Thread: regexp_replace failing on 9.0.4

regexp_replace failing on 9.0.4

From
Rob Sargent
Date:
On our 9.0.4[1] server my regexp_replace is a no-op, but on the 9.0.3[2]
test machine and my 9.1.2[3] dev box all is fine

This is may statement

update cms.segment_data s
set text = regexp_replace(s.text,
      '(^.*)ns/acres/pathology/dx/1.5(.*$)',
     E'\\1ns/acres/pathology/dx/1.6\\2')
from
   dm.payload_segment p,
   support.fix_pathdx_namespace f
where s.id  = p.segment_data_id
and p.item_id = f.item_id
and p.content_version = f.maxversion
;

"UPDATE 76" reported, but zero changes persist



When I just select the regexp like so

select legacy_id,
regexp_replace( substring(s.text, 1, 150) ,
'(^.*)ns/acres/pathology/dx/1.5(.*$)',
E'\\1ns/acres/pathology/dx/1.6\\2')
from
   dm.payload_segment p,
   support.fix_pathdx_namespace f,
   cms.segment_data s
where s.id  = p.segment_data_id
       and p.item_id = f.item_id
       and p.content_version = f.maxversion
;

I get the corrected data (chiefly the "1.6")

Can anyone see where I've gone off track?

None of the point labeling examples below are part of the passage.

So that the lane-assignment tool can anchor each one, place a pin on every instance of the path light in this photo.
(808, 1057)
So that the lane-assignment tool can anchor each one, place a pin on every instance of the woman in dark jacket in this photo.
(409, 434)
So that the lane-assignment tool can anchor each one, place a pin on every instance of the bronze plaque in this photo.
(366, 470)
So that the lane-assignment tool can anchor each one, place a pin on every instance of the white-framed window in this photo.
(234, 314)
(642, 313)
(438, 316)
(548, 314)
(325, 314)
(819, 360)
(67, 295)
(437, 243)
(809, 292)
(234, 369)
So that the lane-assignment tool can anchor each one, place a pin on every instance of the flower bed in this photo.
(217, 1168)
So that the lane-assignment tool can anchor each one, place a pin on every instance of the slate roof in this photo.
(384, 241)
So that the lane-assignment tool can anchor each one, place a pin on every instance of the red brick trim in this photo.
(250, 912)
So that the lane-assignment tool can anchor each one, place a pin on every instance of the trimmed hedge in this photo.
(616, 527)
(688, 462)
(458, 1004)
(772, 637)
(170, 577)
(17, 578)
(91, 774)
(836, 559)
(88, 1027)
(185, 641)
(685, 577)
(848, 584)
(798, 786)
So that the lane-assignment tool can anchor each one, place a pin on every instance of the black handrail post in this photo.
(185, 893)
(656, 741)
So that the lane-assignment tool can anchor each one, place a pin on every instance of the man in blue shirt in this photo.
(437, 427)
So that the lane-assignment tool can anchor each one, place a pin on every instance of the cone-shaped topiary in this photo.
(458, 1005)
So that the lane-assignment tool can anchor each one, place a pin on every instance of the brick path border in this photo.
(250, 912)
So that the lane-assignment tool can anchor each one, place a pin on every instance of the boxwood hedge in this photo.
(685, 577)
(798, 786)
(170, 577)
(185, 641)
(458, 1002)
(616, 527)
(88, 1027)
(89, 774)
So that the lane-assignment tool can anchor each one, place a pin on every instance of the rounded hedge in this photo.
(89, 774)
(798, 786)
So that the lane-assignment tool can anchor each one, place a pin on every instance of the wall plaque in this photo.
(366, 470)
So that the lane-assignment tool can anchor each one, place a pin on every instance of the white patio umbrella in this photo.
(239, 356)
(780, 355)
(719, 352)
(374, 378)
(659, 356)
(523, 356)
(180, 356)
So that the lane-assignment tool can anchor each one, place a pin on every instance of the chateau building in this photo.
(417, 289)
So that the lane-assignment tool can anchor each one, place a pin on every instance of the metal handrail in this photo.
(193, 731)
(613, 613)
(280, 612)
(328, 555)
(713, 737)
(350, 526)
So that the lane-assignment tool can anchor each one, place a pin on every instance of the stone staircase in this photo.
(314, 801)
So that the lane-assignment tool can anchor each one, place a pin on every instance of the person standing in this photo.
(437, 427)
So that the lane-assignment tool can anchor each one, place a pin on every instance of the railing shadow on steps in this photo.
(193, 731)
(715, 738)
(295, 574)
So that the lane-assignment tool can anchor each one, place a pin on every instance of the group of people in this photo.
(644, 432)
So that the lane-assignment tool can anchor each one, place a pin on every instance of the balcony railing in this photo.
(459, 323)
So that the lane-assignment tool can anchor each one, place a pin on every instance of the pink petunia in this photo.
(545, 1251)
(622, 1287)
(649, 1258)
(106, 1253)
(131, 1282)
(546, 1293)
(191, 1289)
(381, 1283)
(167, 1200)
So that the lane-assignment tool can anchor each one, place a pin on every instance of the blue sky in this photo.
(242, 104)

[1]PostgreSQL 9.0.4 on x86_64-unknown-linux-gnu, compiled by GCC gcc
(SUSE Linux) 4.5.0 20100604 [gcc-4_5-branch revision 160292], 64-bit

[2]PostgreSQL 9.0.3 on x86_64-unknown-linux-gnu, compiled by GCC gcc
(SUSE Linux) 4.5.0 20100604 [gcc-4_5-branch revision 160292], 64-bit

[3]PostgreSQL 9.1.2 on x86_64-unknown-linux-gnu, compiled by gcc
(Ubuntu/Linaro 4.6.1-9ubuntu3) 4.6.1, 64-bit


Re: regexp_replace failing on 9.0.4

From
Tom Lane
Date:
Rob Sargent <robjsargent@gmail.com> writes:
> On our 9.0.4[1] server my regexp_replace is a no-op, but on the 9.0.3[2]
> test machine and my 9.1.2[3] dev box all is fine

AFAICS from the commit logs, there were no changes affecting the regex
code between 9.0.3 and 9.0.4.  I'm suspicious that your data is
different on the different servers.

            regards, tom lane


Re: regexp_replace failing on 9.0.4

From
Rob Sargent
Date:
On 03/18/2013 01:19 PM, Tom Lane wrote:
> Rob Sargent <robjsargent@gmail.com> writes:
>> On our 9.0.4[1] server my regexp_replace is a no-op, but on the 9.0.3[2]
>> test machine and my 9.1.2[3] dev box all is fine
>
> AFAICS from the commit logs, there were no changes affecting the regex
> code between 9.0.3 and 9.0.4.  I'm suspicious that your data is
> different on the different servers.
>
>             regards, tom lane
>
Good to hear, thought I might have glossed over the telling release note
- my usual mo

I restored my dev db from prod just for this run. test and prod are out
of sync by a couple of weeks.

What I had to do ultimately was as follows,

create table support.duplicate_pathdx_namespace
as select item_id, legacy_id, name, locked_by, maxversion,
    regexp_replace(substring(content,1,150),
       '(^.*)ns/acres/pathology/dx/1.5(.*$)',
        E'\\1ns/acres/pathology/dx/1.6\\2')
   || substring(content, 151) as content
from support.fix_pathdx_namespace;

and the update finally stuck, then copied that reconstructed textblock
over to the target production table in an regexp-less update.  Doing the
reg_exp_replace on the whole text blog as part of create temp table did
not work.

I'll double check my dev server from same pre-run dump.

Weird.





Re: regexp_replace failing on 9.0.4

From
Tom Lane
Date:
Rob Sargent <robjsargent@gmail.com> writes:
> On 03/18/2013 01:19 PM, Tom Lane wrote:
>> Rob Sargent <robjsargent@gmail.com> writes:
>>> On our 9.0.4[1] server my regexp_replace is a no-op, but on the 9.0.3[2]
>>> test machine and my 9.1.2[3] dev box all is fine

>> AFAICS from the commit logs, there were no changes affecting the regex
>> code between 9.0.3 and 9.0.4.  I'm suspicious that your data is
>> different on the different servers.

> Good to hear, thought I might have glossed over the telling release note
> - my usual mo

Maybe we're barking up the wrong tree by suspecting the regex itself.
Perhaps the updates were suppressed by a trigger, or the transaction
rolled back instead of committing, or some such?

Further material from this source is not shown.